Tops in OT, ‘bar’ none
City’s jail workers rake it in
Employees of the city’s violence-plagued jails system topped the list of municipal workers pulling in loads of overtime, but the highest earners were largely maintenance workers rather than uniformed officers.
Correction Department employees accounted for 37 of the top 50 OT earners in the latest fiscal year, according to the city’s Office of Payroll Administration.
The data showed 22 of the 37 were not uniformed officers or supervisors.
Topping the charts was senior stationary engineer Fintan O’Donoghue, who made $191,488 in OT for a total pay of $344,771.
Three other jails maintenance workers followed O’Donoghue, earning between $160,000 and $187,000 in overtime.
They were followed by two uniformed captains, who each earned more than $153,000 in overtime.
Queens City Councilmember Elizabeth Crowley, chair of the Fire and Criminal Justice Services Committee, called the data the latest example of “persistent dysfunction” at the Department of Correction.
“While employees made up to six figures in overtime, jail violence continued to spiral out of control,” she said.
“This gross mismanagement must be handled so our jails can finally operate efficiently and safely for staff and inmates alike.”
Multiple calls to a number listed for O’Donoghue, a 17-year depart- ment veteran, were not answered.
The jails system had already undergone scrutiny from lawmakers after its overtime spending on uniformed members doubled over three years — from $125 million in fiscal 2014 to $253 million in fiscal 2016, according to the city’s Independent Budget Office.

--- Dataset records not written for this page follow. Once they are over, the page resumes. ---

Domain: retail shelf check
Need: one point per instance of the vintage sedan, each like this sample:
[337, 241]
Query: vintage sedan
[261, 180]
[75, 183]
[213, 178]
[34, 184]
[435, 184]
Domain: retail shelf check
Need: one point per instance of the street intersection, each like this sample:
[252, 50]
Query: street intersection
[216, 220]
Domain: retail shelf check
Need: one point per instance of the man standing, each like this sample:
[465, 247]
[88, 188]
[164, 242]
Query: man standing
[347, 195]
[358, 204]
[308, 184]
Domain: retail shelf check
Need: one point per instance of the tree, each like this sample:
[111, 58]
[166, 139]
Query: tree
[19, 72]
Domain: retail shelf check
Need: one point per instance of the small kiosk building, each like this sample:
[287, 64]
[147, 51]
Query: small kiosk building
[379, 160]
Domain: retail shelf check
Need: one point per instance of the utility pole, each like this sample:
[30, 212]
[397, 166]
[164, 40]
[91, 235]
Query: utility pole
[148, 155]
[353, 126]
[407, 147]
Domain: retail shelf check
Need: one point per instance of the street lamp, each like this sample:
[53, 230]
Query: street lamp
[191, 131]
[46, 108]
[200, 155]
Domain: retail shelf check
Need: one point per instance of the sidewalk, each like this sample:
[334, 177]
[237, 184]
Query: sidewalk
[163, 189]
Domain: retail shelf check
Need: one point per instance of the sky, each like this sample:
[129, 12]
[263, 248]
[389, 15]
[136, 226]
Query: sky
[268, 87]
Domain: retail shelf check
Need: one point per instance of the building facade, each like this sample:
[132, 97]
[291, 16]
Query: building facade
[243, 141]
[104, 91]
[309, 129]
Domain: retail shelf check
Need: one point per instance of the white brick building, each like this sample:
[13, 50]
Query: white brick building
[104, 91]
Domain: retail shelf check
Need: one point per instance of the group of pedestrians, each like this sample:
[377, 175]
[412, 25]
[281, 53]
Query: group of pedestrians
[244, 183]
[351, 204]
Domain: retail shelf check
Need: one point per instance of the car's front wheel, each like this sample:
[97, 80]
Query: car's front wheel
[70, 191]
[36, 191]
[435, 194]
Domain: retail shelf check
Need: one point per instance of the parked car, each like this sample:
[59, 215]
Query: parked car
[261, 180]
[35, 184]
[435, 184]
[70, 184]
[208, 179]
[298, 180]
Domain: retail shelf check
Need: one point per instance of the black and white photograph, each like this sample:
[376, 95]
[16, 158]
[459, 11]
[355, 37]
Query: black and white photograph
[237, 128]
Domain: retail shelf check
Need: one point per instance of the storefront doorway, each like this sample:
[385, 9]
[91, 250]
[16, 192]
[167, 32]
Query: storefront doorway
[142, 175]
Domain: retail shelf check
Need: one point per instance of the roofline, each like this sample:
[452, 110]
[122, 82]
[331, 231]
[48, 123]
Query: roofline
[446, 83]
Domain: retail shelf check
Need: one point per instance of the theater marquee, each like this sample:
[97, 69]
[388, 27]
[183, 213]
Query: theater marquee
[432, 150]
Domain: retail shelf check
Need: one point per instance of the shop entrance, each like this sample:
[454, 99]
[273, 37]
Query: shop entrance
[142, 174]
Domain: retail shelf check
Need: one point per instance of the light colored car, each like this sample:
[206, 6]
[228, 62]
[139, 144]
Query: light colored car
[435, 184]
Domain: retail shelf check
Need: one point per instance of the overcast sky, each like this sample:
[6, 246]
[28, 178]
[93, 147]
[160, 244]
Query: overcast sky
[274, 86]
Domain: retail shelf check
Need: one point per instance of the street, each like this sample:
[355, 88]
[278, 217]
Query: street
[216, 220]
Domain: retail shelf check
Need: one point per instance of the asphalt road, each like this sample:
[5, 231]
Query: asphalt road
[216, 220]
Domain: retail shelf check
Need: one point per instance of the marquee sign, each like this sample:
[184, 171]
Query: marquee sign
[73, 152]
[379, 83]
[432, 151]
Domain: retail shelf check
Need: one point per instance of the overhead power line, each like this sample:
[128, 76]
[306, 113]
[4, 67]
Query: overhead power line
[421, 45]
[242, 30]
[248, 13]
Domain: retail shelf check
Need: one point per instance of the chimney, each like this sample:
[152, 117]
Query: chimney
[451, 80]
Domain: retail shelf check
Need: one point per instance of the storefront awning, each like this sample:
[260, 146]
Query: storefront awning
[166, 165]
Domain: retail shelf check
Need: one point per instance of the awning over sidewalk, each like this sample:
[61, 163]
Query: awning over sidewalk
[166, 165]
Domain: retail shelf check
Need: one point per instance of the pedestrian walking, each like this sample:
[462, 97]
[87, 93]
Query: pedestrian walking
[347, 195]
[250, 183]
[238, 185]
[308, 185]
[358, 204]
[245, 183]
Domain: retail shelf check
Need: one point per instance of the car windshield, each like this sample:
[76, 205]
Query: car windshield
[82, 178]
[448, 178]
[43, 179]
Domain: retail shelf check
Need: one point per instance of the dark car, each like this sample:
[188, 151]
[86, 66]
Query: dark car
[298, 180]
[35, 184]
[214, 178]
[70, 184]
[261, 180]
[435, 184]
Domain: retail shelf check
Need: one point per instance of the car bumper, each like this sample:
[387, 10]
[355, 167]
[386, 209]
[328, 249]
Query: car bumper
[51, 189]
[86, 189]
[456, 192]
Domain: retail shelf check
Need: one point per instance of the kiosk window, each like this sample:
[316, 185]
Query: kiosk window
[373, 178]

The Correction Department’s OT funding in fiscal 2018 is $164.6 million for uniformed staffers, and $6.8 million for all other workers, officials said.
DOC officials emphasized that the extra maintenance hours were for emergency repairs that are of- ten needed because of the system’s aging infrastructure.
“We take the use of overtime seriously, and the department has policies in place to address any nonessential overtime for both uniform and nonuniform staff,” said DOC spokesman Peter Thorne.
DOC Commissioner Joseph Ponte departed amid significant criticism in late June and has yet to be replaced.
Mayor de Blasio recently announced a 10-year plan to shut down Rikers Island by halving the city’s jails population and building borough-based detention facilities.